“Thank you, sir!” The manservant bowed and withdrew.
Yes, it was good style. And this cool, clean but rather somber room had the same elusive quality. Three of its four walls were covered with neat rows of books, for the most part in expensive bindings. Style again. All the same the visitor looked a little doubtfully upon those shining shelves. Books were not in his line, and although he did not go quite to the length of despising them he was well content that they shouldn’t be. Books stood for education, and in the purview of Mr. Josiah Munt, “if they didn’t watch it education was going to be the ruin of the country.”
Still to that room, plainly but richly furnished, those rows of shining leather lent a tone, a value. A shrewd eye ran them up and down. Meredith—Swinburne—Tennyson—Browning—Dickens—Thackeray—all flams, of course, but harmless, if not carried too far. Personally he preferred a good billiard room, but no one in Blackhampton disputed that Lawyer Mossop was the absolute head of his profession; he could be trusted therefore to know what he was doing. There was one of these books open on a very good table—forty guineas worth of anybody’s money—printed in a foreign language, French probably, of which he couldn‘t read a word. Il Purgatorio, Dante. Fine bit of printing. Wonderful paper! Yes, wonderful! He handled it appraisingly. And then he realized that Lawyer Mossop was in the room and smiling at him in that polite way, that was half soft sawder, half good feeling. The carpet was so thick that he had not heard him come in.
“Good evening, Mr. Munt.” The greeting was very friendly and pleasant. “Sit down, won‘t you?”
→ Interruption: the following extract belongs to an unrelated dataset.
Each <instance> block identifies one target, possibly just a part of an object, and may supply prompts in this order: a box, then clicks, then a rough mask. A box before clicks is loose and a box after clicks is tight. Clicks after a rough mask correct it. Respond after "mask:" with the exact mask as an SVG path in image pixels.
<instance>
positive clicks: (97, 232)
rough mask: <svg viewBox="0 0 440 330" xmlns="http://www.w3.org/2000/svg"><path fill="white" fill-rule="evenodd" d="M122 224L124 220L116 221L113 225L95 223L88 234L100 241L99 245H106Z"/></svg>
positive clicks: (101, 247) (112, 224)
“No, I’ll stand—and grow better.“ Mr. Munt had a stock of stereotyped pleasantries which he kept for social use. They seemed to make for ease and geniality.
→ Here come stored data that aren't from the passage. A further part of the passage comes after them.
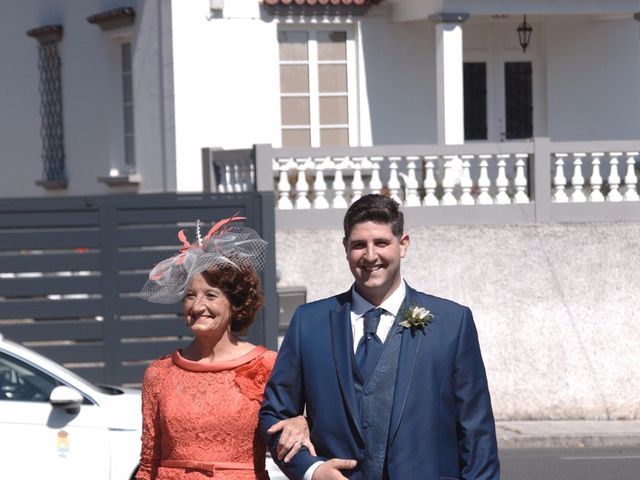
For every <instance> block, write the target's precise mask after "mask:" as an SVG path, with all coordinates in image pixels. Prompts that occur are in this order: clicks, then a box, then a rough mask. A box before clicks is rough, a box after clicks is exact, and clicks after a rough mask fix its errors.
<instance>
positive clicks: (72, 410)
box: [49, 385, 84, 413]
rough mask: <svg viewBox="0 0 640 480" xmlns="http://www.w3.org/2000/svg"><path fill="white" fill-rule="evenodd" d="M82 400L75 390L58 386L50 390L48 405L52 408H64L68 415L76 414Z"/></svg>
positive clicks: (64, 387)
mask: <svg viewBox="0 0 640 480" xmlns="http://www.w3.org/2000/svg"><path fill="white" fill-rule="evenodd" d="M83 400H84V398H83V397H82V395H81V394H80V392H78V391H77V390H74V389H73V388H69V387H67V386H64V385H59V386H57V387H55V388H54V389H53V390H51V395H50V396H49V403H50V404H51V405H52V406H53V407H54V408H64V409H65V410H66V411H67V412H68V413H77V412H78V411H79V410H80V405H82V402H83Z"/></svg>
The two men stood looking at each other, the solicitor all rounded corners and quiet ease, the client stiff, angular, assertive, perhaps a shade embarrassed.
“Anything I can do for you, Mr. Munt?”
The answer was slow in coming. It was embodied in a harsh growl. “Mossop, I want you to take that gel of mine, Sally, out of my will.”
The lawyer said nothing, but pursed his lips a little, a way he had when setting the mind to work, but that was the only expression of visible feeling in the heavily lined face.
“Excuse my troubling you to-night, Mossop. But I felt I couldn’t wait. Give me an appointment for the morning and I’ll look in at the office. Nice goings on! And to think what her education cost me!”